社交界での美辞麗句はさらっと流すのがマナーだから、美しいなんて、全ての貴婦人・男性までもが普通に言われていること。


今は着飾った姿でもないし、ここは社交界でもない。
二人きりの空間で、しかも息遣いも感じられる程近くで囁かれ、腰砕けになりそうだった。

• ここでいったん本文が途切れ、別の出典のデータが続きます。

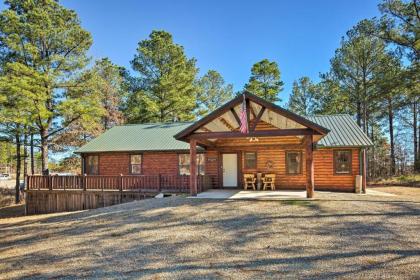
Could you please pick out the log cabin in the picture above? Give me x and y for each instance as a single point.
(326, 152)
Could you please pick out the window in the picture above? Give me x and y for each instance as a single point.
(92, 165)
(342, 162)
(184, 164)
(135, 164)
(294, 162)
(250, 160)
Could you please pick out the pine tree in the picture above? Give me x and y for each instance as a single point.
(48, 45)
(265, 80)
(302, 99)
(167, 91)
(212, 92)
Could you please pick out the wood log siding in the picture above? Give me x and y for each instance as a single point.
(324, 177)
(166, 163)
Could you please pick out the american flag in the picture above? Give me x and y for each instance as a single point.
(244, 121)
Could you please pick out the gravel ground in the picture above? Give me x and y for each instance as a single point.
(344, 236)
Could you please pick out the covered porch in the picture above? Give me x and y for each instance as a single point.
(251, 195)
(276, 139)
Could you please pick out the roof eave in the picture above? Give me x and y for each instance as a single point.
(182, 135)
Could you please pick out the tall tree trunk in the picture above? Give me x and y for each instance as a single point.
(391, 136)
(373, 164)
(44, 151)
(32, 154)
(415, 139)
(25, 154)
(359, 113)
(17, 183)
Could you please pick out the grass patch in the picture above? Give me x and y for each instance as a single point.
(7, 197)
(403, 180)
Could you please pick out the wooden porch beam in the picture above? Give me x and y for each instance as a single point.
(309, 166)
(252, 111)
(206, 143)
(259, 133)
(193, 167)
(364, 171)
(248, 112)
(227, 124)
(238, 120)
(257, 118)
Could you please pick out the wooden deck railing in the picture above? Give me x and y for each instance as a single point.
(152, 183)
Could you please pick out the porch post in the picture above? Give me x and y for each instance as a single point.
(309, 166)
(193, 167)
(364, 171)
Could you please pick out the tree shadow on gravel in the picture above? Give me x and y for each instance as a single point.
(195, 238)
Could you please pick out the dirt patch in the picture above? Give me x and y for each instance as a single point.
(409, 192)
(7, 197)
(354, 237)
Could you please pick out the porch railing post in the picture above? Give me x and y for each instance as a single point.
(50, 182)
(309, 166)
(193, 167)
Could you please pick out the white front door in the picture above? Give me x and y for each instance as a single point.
(230, 170)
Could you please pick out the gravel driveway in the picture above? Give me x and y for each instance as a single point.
(351, 236)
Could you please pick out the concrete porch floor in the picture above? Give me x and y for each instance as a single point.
(257, 195)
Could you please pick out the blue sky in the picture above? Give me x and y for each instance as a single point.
(228, 36)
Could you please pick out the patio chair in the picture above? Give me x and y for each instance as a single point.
(249, 181)
(268, 182)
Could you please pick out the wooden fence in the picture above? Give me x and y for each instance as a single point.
(50, 194)
(149, 183)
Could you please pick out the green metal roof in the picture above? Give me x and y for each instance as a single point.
(138, 137)
(344, 132)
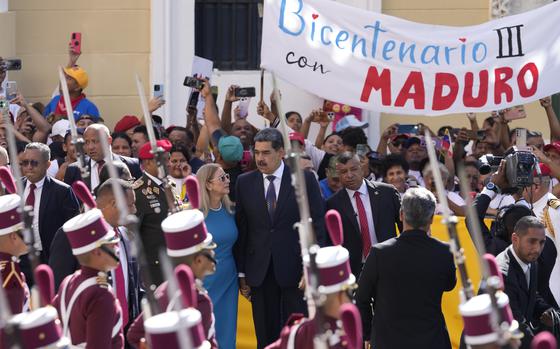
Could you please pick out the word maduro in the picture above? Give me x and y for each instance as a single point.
(446, 87)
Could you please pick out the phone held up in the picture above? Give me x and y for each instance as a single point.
(76, 43)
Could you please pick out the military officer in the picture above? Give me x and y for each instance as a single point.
(152, 207)
(90, 313)
(188, 242)
(546, 207)
(11, 247)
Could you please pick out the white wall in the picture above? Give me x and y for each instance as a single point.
(181, 50)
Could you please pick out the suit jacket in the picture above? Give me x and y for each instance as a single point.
(64, 263)
(525, 302)
(385, 206)
(73, 172)
(404, 279)
(262, 240)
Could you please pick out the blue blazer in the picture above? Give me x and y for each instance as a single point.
(263, 241)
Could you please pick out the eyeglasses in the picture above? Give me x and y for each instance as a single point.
(25, 163)
(222, 178)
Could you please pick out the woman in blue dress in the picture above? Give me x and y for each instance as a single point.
(219, 218)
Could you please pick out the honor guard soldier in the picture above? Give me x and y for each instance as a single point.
(152, 207)
(188, 242)
(340, 319)
(11, 247)
(91, 315)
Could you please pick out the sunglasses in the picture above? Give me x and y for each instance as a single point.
(222, 178)
(25, 163)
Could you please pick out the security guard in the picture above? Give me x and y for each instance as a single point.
(152, 207)
(88, 309)
(11, 247)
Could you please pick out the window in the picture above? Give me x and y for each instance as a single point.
(228, 32)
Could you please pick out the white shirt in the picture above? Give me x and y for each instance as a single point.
(364, 196)
(94, 175)
(277, 180)
(524, 266)
(36, 207)
(123, 261)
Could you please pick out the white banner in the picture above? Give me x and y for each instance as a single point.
(382, 63)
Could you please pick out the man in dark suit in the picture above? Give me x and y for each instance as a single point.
(518, 264)
(267, 252)
(369, 210)
(53, 201)
(64, 263)
(403, 280)
(95, 160)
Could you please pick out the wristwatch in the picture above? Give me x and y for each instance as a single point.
(493, 187)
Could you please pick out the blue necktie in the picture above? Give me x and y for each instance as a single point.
(271, 196)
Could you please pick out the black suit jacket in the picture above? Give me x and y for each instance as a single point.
(73, 172)
(404, 279)
(525, 302)
(385, 206)
(262, 240)
(64, 263)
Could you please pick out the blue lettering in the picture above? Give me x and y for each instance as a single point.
(376, 30)
(388, 47)
(447, 53)
(435, 55)
(356, 42)
(475, 50)
(323, 40)
(409, 50)
(281, 22)
(341, 37)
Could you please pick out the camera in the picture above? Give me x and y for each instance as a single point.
(519, 167)
(193, 83)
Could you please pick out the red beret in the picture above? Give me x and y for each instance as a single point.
(127, 122)
(145, 152)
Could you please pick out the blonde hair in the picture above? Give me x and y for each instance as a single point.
(204, 174)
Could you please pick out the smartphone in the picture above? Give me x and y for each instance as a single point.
(13, 64)
(408, 129)
(193, 99)
(245, 92)
(158, 90)
(193, 82)
(11, 90)
(244, 107)
(515, 113)
(76, 43)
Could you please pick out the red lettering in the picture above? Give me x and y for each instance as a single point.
(524, 91)
(502, 75)
(441, 102)
(469, 100)
(374, 81)
(415, 81)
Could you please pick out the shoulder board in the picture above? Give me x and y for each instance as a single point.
(554, 203)
(138, 183)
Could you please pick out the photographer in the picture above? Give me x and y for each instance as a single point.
(498, 237)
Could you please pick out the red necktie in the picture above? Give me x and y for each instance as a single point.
(121, 292)
(364, 227)
(30, 200)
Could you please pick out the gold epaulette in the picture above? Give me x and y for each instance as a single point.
(138, 183)
(554, 203)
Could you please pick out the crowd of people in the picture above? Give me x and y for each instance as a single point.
(239, 237)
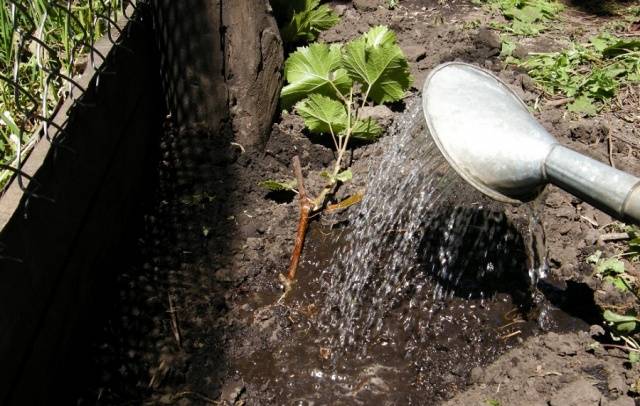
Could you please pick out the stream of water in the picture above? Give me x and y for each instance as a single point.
(422, 234)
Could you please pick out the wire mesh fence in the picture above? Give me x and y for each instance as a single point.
(45, 46)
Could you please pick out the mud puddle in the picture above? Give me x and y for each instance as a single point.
(421, 356)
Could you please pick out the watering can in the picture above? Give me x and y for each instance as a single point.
(487, 134)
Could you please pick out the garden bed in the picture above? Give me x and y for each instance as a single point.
(194, 317)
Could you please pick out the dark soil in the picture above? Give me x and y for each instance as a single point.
(195, 317)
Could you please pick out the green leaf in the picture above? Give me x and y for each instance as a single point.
(594, 258)
(610, 266)
(344, 176)
(583, 105)
(382, 70)
(308, 22)
(622, 324)
(322, 114)
(314, 69)
(620, 47)
(366, 130)
(278, 186)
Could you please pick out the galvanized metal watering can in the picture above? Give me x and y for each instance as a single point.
(488, 136)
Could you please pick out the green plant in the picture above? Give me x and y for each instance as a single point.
(329, 85)
(303, 20)
(526, 17)
(612, 270)
(590, 73)
(67, 29)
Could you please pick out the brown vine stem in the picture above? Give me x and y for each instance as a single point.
(306, 206)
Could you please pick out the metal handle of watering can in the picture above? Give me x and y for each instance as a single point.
(606, 188)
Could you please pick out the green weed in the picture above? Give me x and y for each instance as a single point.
(66, 29)
(590, 73)
(329, 85)
(303, 20)
(526, 17)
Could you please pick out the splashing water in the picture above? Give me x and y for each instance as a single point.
(422, 234)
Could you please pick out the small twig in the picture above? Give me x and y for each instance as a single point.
(590, 221)
(614, 236)
(196, 395)
(303, 223)
(349, 201)
(610, 144)
(175, 327)
(518, 321)
(515, 333)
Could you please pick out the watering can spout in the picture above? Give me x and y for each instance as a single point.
(489, 137)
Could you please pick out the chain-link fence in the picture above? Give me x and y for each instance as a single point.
(45, 46)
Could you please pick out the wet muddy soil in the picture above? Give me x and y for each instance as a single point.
(195, 315)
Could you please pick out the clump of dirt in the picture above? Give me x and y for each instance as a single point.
(195, 316)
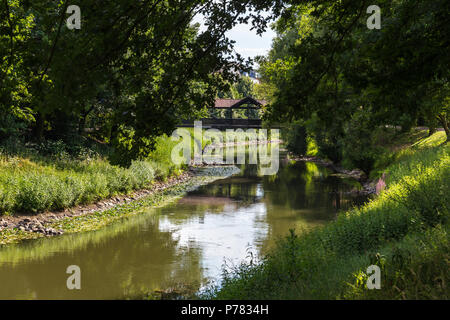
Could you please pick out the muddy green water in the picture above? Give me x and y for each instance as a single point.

ぐるぐると考えすぎて汗すらかいてきたというのに、クライヴ殿下は離してくれない。
にやにやと笑みを深めたと思えば、ぐっと僕の首元に顔を近づけ――スンッ、と嗅いだ。


「――っ!」


押しのけようとした手は簡単に捉えられ、頭の上に拘束される。ドッドッと胸が心臓に叩かれた。

怖い人だった、やっぱり!

クライヴ殿下は呑気にも匂い(!)を嗅ぐと、また悪い顔をして、なんと、ペロリと鎖骨を舐めた。


「ちょ……っ、だ、殿下!」

「甘いな。美味いし、もっと欲しくなる……」


やめて、と暴れる前に、トントンとノックされた事で僕は解放された。


「全く、殿下。馬車内で人を襲ってはいけません!窓から見えてます!……なんと、お姫様、事後みたいになって……」


はぁ、はぁ、とようやく空気を吸えた僕は、真っ赤な顔で救世主を見上げたのだった。








彼はジタリヤと言い、クライヴ殿下の幼馴染でもあり、側近でもある美青年だった。少し垂れ目なのが安心感を抱かせると共に、色気も滲ませていた。

馬車内の人口密度は上がったものの、彼の存在によって、僕の心臓は過ぎた運動をしなくて済む。

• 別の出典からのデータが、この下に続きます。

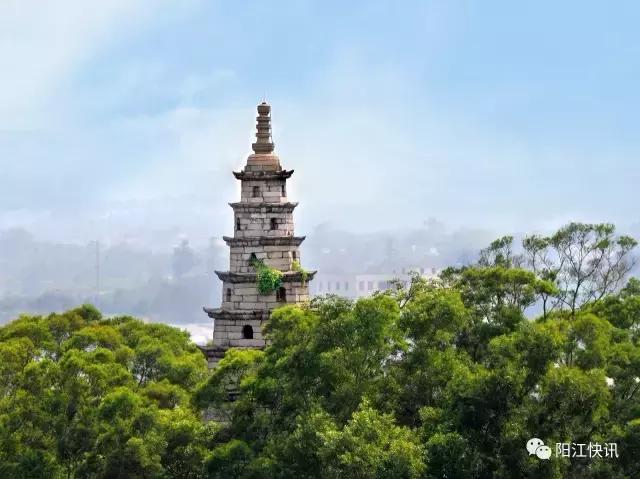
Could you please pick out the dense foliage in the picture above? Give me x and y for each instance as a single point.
(268, 279)
(83, 396)
(443, 378)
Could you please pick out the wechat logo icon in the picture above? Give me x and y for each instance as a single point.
(536, 446)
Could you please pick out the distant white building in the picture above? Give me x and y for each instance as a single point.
(360, 285)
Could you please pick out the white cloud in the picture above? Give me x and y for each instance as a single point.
(42, 44)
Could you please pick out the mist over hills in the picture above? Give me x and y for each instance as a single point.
(170, 283)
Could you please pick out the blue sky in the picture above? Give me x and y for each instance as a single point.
(126, 116)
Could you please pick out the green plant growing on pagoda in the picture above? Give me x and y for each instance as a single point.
(268, 279)
(296, 266)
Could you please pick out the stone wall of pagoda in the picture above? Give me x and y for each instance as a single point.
(263, 230)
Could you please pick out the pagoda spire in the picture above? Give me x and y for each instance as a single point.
(264, 143)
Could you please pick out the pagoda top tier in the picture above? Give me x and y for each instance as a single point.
(263, 159)
(264, 142)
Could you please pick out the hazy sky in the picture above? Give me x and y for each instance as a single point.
(128, 115)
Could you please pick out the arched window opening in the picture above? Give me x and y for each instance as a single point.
(281, 294)
(247, 332)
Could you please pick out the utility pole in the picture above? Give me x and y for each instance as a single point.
(97, 301)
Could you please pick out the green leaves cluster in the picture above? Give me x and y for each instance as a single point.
(436, 380)
(296, 266)
(83, 396)
(268, 279)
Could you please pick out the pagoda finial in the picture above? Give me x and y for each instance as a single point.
(263, 143)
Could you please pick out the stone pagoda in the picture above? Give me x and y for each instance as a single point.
(263, 235)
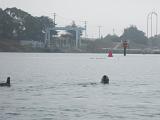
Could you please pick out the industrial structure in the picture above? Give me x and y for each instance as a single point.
(51, 43)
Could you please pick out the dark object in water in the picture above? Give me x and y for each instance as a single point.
(105, 79)
(6, 84)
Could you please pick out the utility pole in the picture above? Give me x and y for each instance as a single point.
(99, 27)
(85, 26)
(54, 19)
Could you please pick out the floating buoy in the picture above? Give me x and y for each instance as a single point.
(110, 53)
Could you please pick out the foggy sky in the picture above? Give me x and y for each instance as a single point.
(110, 14)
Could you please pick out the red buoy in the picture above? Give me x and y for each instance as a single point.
(110, 53)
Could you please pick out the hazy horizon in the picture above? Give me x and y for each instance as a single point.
(112, 15)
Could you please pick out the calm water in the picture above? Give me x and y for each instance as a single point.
(66, 87)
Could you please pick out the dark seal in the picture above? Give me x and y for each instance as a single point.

「本当に同情しますね。この男が本気になって、着いたその日に手に入れるなんて、ボクでも予想出来ませんでした。止められずにすみません」

「俺にかかれば一捻りだったな。あの王子が無能で助かった」


クライヴ殿下は僕の隣を譲りたがらなかったが、あまりに近かったので間に緩衝材――スイちゃんを召喚させてもらった。
従魔を召喚するには必ず目的と、それに見合う対価の魔力が必要なのだけど、『間に挟まって』とお願いしたのは初めてかもしれない。

どれだけ接近されてもスイちゃんたちがぷよぷよと守ってくれる。少し圧迫されて潰れていた。

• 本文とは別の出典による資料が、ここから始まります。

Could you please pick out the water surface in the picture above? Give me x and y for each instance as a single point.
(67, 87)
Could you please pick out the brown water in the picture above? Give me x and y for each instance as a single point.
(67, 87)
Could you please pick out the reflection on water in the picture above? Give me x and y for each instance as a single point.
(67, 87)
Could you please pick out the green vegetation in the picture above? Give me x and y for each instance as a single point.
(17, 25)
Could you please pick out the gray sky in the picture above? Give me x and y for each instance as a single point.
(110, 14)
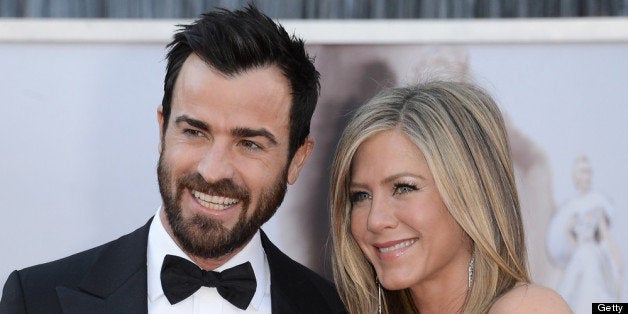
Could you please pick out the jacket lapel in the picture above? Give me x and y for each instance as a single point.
(116, 283)
(285, 296)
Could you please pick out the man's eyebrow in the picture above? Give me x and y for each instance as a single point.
(246, 132)
(193, 122)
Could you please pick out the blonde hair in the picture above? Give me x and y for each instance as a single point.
(462, 135)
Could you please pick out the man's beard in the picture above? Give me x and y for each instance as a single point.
(205, 237)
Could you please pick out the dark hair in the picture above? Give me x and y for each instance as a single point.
(235, 41)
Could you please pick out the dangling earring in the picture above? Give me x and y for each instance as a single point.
(471, 267)
(379, 296)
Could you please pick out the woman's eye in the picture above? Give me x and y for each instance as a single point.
(403, 188)
(359, 196)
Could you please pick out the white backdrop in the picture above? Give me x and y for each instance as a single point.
(79, 133)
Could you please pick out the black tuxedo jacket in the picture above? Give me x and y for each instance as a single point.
(111, 278)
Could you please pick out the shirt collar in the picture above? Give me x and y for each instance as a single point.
(160, 244)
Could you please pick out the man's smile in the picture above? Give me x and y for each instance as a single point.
(214, 202)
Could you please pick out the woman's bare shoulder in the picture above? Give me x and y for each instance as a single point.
(530, 298)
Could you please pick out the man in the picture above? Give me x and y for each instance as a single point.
(239, 95)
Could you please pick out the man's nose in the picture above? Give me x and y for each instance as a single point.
(217, 163)
(381, 215)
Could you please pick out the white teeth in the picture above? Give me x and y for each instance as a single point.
(213, 201)
(397, 246)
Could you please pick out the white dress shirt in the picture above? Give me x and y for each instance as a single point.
(205, 300)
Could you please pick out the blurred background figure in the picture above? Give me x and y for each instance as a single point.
(581, 243)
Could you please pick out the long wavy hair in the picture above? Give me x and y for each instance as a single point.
(461, 132)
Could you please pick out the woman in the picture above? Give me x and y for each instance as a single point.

「シュリエル様、お気をつけ下さい。この男以外も。ルルーガレスはどこかのんびりした方が多い様ですが、ラウラディアでは男も女も生存戦略に則りガツガツと獲物を取りに行くスタイルですから」

「えもの」

「そうです!慎ましく控えめな子兎でいては一瞬で捕食されますから。隣の男をご覧ください。ね?今にもガブリと噛みつきそうでしょう?」

「お前は誰に向かって何を言っているんだ」


呆れた声を出すクライヴ殿下に、僕は笑ってしまった。なんだか久しぶりだなぁ、笑ったのは。
どうやらこの主従は対等らしい。くすくすと笑う僕を、男二人が呆けたように見惚れているのには気付かなかった。